CT Pathology
Hypodense – darker structure than surrounding tissue
Ventricles hypodense compared to other brain tissue
Isodense – same density as surrounding tissue
Brain stem isodense to brain parenchyma
Hyperdense – brighter structure than surrounding tissue
Acute bleed is hyperdense
Midline shift - displacement of brain tissue across centre line of the brain
Structures encroaching into other hemisphere due to increased intracranial pressure
Filling defect – disruption of normal opacification of a cavity or lumen
Prevents full opacification of blood vessels, caused by an embolism
Homogenous – uniform structure or composition throughout
Not mottled or permeable, looks smooth/normal, usually positive appearance
Heterogenous – consisting of different, distinguishable parts or elements
Mottled, permeable, (in arterial phase of abdomen only spleen looks heterogenous but in venous phase it looks homogenous – this is normal)

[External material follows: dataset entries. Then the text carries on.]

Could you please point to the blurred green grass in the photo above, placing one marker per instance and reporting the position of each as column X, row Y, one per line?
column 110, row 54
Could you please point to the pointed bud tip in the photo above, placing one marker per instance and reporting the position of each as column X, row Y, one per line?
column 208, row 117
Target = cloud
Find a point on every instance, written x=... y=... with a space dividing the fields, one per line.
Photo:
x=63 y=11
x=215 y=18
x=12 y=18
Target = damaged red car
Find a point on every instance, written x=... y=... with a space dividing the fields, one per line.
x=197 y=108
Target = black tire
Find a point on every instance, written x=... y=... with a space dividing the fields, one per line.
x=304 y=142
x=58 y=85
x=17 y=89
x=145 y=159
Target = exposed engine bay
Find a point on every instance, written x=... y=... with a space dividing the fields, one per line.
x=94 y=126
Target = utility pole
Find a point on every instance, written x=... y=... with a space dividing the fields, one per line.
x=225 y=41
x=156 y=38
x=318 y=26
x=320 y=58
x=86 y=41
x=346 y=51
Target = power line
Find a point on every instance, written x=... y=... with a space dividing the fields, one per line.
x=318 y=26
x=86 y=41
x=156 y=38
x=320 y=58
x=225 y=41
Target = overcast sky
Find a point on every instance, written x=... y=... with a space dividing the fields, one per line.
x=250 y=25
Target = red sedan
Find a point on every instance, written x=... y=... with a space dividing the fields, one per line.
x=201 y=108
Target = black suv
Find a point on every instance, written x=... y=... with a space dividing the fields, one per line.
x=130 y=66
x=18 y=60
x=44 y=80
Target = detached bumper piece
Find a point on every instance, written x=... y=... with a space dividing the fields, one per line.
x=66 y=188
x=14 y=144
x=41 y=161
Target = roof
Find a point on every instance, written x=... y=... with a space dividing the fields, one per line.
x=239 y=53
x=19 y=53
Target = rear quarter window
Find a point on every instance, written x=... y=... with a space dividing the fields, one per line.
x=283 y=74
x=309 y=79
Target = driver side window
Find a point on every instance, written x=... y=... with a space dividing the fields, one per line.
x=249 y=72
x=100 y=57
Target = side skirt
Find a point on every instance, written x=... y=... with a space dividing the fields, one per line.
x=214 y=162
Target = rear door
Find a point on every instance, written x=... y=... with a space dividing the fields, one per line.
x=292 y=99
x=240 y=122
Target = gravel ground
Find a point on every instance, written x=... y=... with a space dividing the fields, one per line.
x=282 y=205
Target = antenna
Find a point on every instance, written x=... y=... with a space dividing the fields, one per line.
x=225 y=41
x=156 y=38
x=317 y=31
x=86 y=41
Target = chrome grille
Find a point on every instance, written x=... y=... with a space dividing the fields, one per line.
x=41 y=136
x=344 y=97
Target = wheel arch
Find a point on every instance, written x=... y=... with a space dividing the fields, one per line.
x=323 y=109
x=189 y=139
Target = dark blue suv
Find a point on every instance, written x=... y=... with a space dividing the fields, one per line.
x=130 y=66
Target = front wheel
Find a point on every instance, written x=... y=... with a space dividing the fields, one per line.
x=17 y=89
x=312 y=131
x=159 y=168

Hypodensity – ischemic stroke, occlusion of an artery of circle of Willis usually middle cerebral artery, brain parenchyma has died
Hyperdensity – fresh, acute thrombus, acute ischemic stroke in middle cerebral artery, if not treated will end up with an area of hypodensity
Midline shift – falx cerebri being disrupted, hypoxia (not enough oxygen), no sulci or gyri on left side of brain (appears homogenous), raised intercranial pressure crushing other hemisphere
Heterogenous – slight difference in liver, not smooth throughout, likely metastatic disease, liver common place for secondary metastases because liver detoxifies, if contrast used there would be enhancement
Homogenous
Key Head Pathologies
Extradural haemorrhage
Subdural haemorrhage
Subarachnoid haemorrhage
Intracranial haemorrhage
Ischemic CVA
TIA
Abscess
Extradural Haemorrhage – injury to an intracranial artery (mostly middle meningeal artery), blood collects and strips dura mater away from inner skull
Post traumatic event in temporoparietal region (switch to bony window to assess skull fractures)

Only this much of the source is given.